The bus door unenergetically began to open.
Squeaking and screeching, her portal to a new life opened. This was her chance. This is what she wanted. From here on out, it would be smooth sailing to San Francisco.
She imagined it.
On weekday mornings, she would take the trolley uphill to her new high school. Her favorite class would be “Culinary Arts,” as it was at FCHS, and she would have many friends, most of whom would be artsy, colorful, bohemian, and gay (no pun intended).
On the lazy sunny afternoons, she would retract the curtains in her bedroom. The sun would shine through her French parlor windows, and while listening to tracks from Beauty & the Beast, her favorite musical she would see at the Orpheum Theatre numerous times, she would read…read until she would fall asleep cozily on her queen size bed.
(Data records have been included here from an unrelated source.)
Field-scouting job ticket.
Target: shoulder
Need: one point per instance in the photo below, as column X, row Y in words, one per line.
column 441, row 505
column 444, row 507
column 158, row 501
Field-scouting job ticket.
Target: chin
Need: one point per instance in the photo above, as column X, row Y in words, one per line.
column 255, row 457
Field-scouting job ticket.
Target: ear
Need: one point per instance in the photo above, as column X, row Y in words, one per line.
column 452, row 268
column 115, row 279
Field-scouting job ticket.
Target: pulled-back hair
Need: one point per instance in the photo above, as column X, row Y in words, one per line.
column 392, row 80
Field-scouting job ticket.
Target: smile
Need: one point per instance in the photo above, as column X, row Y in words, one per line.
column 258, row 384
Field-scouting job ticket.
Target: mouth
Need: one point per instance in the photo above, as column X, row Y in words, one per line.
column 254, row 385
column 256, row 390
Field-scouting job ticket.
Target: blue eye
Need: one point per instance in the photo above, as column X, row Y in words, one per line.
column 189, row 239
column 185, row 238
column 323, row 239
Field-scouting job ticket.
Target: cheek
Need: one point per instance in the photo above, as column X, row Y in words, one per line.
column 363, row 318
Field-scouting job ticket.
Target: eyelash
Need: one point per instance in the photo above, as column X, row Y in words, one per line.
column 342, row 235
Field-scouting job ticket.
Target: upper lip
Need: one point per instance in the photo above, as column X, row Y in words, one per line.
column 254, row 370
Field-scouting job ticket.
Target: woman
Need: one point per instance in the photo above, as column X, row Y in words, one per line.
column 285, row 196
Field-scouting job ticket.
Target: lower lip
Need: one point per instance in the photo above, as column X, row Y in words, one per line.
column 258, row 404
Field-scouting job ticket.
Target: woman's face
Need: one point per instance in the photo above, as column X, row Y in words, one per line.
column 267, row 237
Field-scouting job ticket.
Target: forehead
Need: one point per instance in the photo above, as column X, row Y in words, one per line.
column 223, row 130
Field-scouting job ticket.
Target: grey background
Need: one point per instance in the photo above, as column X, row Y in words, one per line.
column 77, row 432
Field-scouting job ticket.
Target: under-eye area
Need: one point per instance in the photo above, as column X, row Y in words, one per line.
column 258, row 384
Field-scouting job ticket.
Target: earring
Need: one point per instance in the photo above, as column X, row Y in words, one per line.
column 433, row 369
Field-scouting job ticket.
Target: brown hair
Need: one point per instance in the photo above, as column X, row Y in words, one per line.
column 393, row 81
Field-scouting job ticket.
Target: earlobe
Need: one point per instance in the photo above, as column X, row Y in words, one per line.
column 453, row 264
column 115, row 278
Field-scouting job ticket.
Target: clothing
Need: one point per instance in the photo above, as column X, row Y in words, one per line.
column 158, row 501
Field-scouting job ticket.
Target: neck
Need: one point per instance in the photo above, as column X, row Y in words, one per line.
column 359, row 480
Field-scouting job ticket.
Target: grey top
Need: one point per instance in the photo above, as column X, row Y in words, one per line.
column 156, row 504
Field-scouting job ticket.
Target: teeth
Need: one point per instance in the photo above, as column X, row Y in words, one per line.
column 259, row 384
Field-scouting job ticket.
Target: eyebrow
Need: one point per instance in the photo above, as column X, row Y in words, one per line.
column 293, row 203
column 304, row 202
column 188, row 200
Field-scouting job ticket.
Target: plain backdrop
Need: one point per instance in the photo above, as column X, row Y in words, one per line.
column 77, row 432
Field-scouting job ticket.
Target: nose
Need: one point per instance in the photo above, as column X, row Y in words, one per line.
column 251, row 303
Then on other days, she would work a part time job at the local Starbucks’, baking jelly-filled delights and made-with-love pastries in the company’s stainless steel ovens and brew specially ordered coffee frapuccinos and toffee mochas to busy businessmen in a hurry and in need of caffeine.
Finally and blissfully, on weekends, Marissa would venture on over to Glen Park in the southern portion of the city by the bay and have a picnic amongst the trees, buy knickknacks at the local mom-n’-pop stores, and never give a care or thought about Montana, that homophobic droll place of her birth, again.
Yes, this was her dream. Life would be golden and flawless.
Marissa opened her backpack and stared at the cookies she kept.
She had always wanted to cook for Caroline, she recalled.
Yet, she never got the chance…
So with that thought, Marissa imagined the perfect dinner on a perfect date with the perfect girl.
To begin, she would draw the shades and darken the room.
Inside the dining room of her girlfriend's home, surrounded by glowing golden candlesticks and Caroline at the end of the table dressed in a busty black evening down, she would start with a basket of honey-wheat rolls and a porcelain cup of bourbon butter spread. All prepared by Marissa Seymour, renowned master chef.
For the main course, she would prepare:
-Canard au Cassis (French for roasted duck breast), heated to a golden, flawless brown
-Smoked meatballs, coated with a thick, spicy plum sauce
-Duchess potatoes, topped with oregano and a coating of cheddar-jack
Finally, for dessert, after exchanging a few puppy kisses, Caroline and Marissa would share a piece of delightful cheesecake topped with strawberry slices and a drizzly velvet-red glaze, accompanied by glasses of sparkling cider, as neither were of age for true champagne.
“You the only one, kid?” asked the bus driver.
Four days had passed since Caroline’s attempt at her Animal Farm report.
She had received a C– on her final grade. “Not so bad,” Marissa thought. Better than an F, most definitely.
It was Friday night. The local football team, the Wiley Point Raiders, was playing a home game, and last Marissa heard, they were winning nine to seven. Out of respect for her girlfriend, Marissa stayed away from Caroline’s bullies and kept in her room that night.
She could not visit Caroline. She could not go shopping with her. They could not be seen together anywhere.
They were only able to text-message one another after nightfall:
Marissa, today I walked home from the
grocery store, and something happened...
What happened? Are you hurt?
responded Marissa. The wait for her girlfriend’s reply was nerve-breaking.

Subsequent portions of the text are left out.